Rembang, Sejumlah siswa pemegang Surat Keterangan Tidak Mampu (SKTM) pada proses Penerimaan Peserta Didik Baru (PPDB) di Rembang mulai sadar diri. Beberapa siswa yang semula mengaku miskin di beberapa sekolah kini memilih untuk merngundurkan diri.

Seperti yang terjadi di SMA Negeri 2 Rembang, tim bentukan sekolah melakukan survey terhadap setiap siswa ber-SKTM. Hasilnya, sejumlah siswa yang diketahui kaya, memiliki rumah bertingkat dan mobil, namun melampirkan SKTM pada PPDB.

“Akhirnya, siswa itu karena sudah kedapatan berbohong, kita minta untuk memundurkan diri. Kalau tidak mau ya kita laporkan. Akhirnya mereka mengundurkan diri,” jelas Sumarno, Kepala SMA Negeri 2 Rembang.

Hal serupa terjadi di SMA Negeri 1 Rembang. Terdapat siswa yang kedapatan mampu tapi mengaku tidak mampu.
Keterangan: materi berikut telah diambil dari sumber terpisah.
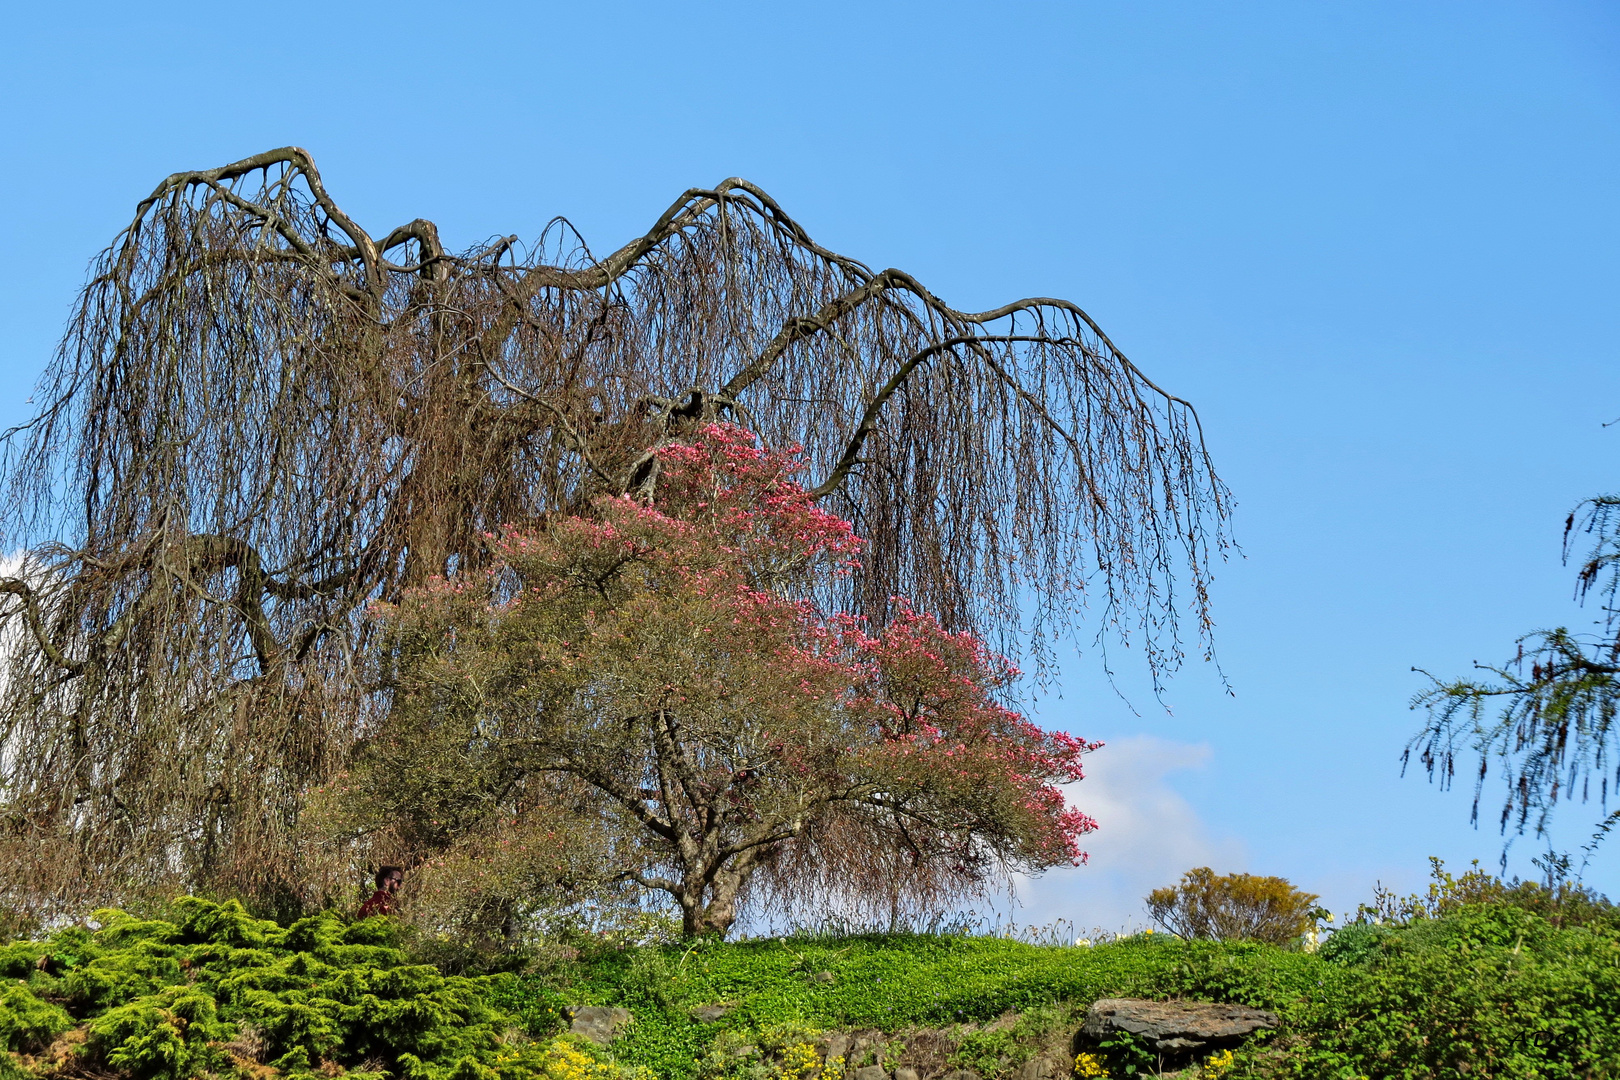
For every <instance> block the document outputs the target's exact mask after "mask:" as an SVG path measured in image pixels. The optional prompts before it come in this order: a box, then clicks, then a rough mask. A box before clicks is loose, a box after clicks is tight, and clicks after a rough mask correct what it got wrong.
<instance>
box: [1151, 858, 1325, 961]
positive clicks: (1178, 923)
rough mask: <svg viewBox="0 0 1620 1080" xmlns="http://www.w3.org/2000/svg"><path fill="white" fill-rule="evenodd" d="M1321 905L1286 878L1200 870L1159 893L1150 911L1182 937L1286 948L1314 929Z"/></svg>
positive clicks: (1183, 878) (1155, 916) (1184, 873)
Diketahui saat pihak sekolah melakukan survey.

“Ada dua siswa yang kedapatan seperti itu, sehingga, satu siswa memutuskan untuk menarik lagi lampiran SKTM-nya tapi tetap mendaftar, karena dia juga ada di peringkat atas. Satunya mengundurkan diri,” jelas Kepala SMA Negeri 1 Rembang, Djupri saat ditemui di kantornya, Selasa (10/7/18).

Mengetahui hal itu, sejumlah siswa yang tanpa diminta, memilih untuk mundur. Mereka mengaku tidak berhak menggunakan SKTM dalam proses PPDB. Padahal, SMA Negeri 1 Rembang sendiri tergolong sekolah favorit di Rembang.

“Kemarin ada memang sejumlah siswa yang awalnya melampirkan SKTM, tapi kemudian mengundurkan diri. Ya karena memang mereka sadar tidak berhak pakai SKTM,” terangnya.